In its mission to reduce the staggering amount of fuel used to support military initiatives around the world, the U.S. Marines yesterday announced a contract with Lockheed Martin to develop battlefield-ready fuel cell generators.

The project will result in the development of a solid oxide fuel cell generator, integrated with solar panels, and capable of being 30%-50% more efficient than current diesel generators.

“Lockheed Martin shares the U.S. Department of Defense’s top goals of increasing the safety of our troops and reducing operational costs,” said Dan Heller, vice president of new ventures for Lockheed Martin Mission Systems & Sensors. “Alternative energy solutions, such as the fuel cell we are developing for the Office of Naval Research, can help mitigate these challenges, advancing the strength and flexibility of our military operating in some of the world’s toughest conditions.”

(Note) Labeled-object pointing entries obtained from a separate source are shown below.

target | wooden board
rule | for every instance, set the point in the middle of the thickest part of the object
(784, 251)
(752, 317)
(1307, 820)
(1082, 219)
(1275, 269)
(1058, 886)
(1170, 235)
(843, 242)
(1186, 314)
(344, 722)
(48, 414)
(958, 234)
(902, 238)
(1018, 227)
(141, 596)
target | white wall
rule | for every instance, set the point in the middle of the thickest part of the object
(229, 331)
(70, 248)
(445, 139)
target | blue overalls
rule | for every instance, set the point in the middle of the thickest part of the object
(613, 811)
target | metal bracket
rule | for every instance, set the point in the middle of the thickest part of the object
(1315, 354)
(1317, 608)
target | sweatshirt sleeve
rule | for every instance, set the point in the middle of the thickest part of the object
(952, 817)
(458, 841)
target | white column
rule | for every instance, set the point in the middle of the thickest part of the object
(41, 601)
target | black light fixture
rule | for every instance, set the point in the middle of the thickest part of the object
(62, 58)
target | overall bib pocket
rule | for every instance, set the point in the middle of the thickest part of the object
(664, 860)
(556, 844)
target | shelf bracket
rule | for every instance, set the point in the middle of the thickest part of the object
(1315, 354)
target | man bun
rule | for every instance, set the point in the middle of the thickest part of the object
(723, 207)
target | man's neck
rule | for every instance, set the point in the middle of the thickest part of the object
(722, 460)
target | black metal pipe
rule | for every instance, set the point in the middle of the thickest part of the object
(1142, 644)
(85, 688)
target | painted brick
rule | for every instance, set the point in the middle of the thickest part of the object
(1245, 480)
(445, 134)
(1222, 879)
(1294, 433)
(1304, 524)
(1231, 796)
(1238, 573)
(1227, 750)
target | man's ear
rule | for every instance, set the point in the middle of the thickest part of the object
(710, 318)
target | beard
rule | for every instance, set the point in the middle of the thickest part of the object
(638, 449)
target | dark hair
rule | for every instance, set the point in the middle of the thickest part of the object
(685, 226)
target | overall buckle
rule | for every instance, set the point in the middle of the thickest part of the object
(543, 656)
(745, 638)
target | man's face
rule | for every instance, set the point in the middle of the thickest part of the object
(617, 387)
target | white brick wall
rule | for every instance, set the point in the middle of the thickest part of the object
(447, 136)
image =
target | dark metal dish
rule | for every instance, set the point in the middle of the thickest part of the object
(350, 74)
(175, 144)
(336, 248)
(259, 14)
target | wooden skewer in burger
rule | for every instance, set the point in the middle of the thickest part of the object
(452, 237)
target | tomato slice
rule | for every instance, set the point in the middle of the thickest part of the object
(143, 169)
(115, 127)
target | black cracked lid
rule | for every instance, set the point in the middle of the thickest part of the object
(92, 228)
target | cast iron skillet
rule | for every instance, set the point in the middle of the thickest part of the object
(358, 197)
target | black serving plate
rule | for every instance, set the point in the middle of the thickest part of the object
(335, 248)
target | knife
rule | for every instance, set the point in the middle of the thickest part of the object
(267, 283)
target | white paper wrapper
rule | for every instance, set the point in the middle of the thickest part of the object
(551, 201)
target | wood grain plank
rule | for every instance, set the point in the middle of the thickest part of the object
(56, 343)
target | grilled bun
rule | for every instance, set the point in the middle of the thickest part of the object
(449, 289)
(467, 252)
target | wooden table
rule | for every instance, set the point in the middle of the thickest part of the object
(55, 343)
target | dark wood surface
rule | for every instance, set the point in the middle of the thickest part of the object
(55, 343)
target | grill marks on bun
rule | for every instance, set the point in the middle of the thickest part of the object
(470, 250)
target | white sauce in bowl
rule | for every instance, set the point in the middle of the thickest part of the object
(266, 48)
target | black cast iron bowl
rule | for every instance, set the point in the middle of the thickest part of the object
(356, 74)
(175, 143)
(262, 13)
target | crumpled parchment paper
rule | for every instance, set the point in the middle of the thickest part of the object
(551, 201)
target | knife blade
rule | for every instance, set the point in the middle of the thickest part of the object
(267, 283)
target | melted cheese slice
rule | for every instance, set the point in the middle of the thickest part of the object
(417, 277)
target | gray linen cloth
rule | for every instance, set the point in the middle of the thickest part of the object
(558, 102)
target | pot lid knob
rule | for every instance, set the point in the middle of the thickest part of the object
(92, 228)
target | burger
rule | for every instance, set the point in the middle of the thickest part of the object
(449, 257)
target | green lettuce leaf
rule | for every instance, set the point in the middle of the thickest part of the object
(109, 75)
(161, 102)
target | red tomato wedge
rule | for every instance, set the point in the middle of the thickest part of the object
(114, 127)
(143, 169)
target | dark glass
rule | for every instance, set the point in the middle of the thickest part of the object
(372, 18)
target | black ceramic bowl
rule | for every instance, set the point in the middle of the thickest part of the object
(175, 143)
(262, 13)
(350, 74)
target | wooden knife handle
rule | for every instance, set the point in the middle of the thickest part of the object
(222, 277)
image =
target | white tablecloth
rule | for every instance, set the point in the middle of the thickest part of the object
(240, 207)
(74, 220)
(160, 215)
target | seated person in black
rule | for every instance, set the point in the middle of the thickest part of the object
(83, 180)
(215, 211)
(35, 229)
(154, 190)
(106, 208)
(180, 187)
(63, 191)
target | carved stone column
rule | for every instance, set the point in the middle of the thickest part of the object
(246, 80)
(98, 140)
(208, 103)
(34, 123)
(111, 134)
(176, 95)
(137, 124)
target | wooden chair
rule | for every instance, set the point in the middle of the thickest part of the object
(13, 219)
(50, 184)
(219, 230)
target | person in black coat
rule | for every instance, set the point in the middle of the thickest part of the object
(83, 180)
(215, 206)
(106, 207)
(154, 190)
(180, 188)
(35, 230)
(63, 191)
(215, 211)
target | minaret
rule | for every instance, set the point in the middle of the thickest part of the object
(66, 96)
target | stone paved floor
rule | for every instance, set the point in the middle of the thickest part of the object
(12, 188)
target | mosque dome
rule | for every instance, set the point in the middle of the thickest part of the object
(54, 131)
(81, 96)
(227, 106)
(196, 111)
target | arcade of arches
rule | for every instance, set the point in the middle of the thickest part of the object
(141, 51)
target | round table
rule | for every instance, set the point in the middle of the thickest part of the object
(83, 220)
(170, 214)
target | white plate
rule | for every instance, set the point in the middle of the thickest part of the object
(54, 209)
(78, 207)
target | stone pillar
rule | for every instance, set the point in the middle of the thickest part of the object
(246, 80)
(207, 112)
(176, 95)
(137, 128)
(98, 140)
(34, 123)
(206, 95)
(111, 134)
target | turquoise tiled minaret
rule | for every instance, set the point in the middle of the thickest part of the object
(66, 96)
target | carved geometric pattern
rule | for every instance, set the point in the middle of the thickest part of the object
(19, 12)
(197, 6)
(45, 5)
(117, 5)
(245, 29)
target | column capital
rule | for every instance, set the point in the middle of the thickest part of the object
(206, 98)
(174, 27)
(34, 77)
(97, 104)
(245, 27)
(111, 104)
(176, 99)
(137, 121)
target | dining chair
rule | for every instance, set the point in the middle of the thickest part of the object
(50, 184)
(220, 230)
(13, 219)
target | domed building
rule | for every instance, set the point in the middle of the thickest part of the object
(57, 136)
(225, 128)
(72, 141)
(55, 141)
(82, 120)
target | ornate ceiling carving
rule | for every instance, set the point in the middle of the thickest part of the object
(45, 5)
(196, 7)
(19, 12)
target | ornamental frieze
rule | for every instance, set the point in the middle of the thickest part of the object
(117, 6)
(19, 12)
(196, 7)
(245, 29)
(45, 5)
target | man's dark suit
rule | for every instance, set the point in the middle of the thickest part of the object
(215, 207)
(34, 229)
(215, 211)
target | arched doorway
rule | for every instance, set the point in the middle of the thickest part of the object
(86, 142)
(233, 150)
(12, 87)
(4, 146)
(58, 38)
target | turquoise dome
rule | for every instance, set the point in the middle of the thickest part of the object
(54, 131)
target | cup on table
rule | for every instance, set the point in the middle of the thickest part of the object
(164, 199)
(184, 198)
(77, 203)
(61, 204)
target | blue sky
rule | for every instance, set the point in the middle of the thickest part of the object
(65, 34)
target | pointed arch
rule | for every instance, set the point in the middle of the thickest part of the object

In 2009 alone, the military consumed some 375,000 barrels of oil per day, more than three-quarters of all other countries on the planet. To put that in perspective, Nigeria—with a population of more than 140 million—consumes about the same amount. There are currently over 100,000 military generators in place around the world, so shifting to a more efficient means of electricity generation would certainly have an impact; especially on lives saved. Eighty percent of the supply convoys in Iraq and Afghanistan are fuel trucks—with over 3,000 American soldiers and contractors killed in attacks associated with fuel delivery between 2003 and 2007.

In the spring of 2011, Lockheed Martin successfully completed a major test using the military’s standard diesel fuel (JP-8) to run a fuel cell generator for over 1,000 hours.

“This milestone brings us closer to fielding military fuel-cell generators, which could provide the military a safer, less expensive alternative to conventional power generators,” said Steve Sinsabaugh, Lockheed Martin fuel-cell manager.

The $3M project to create a battlefield-ready fuel cell generator is expected to take 32 months.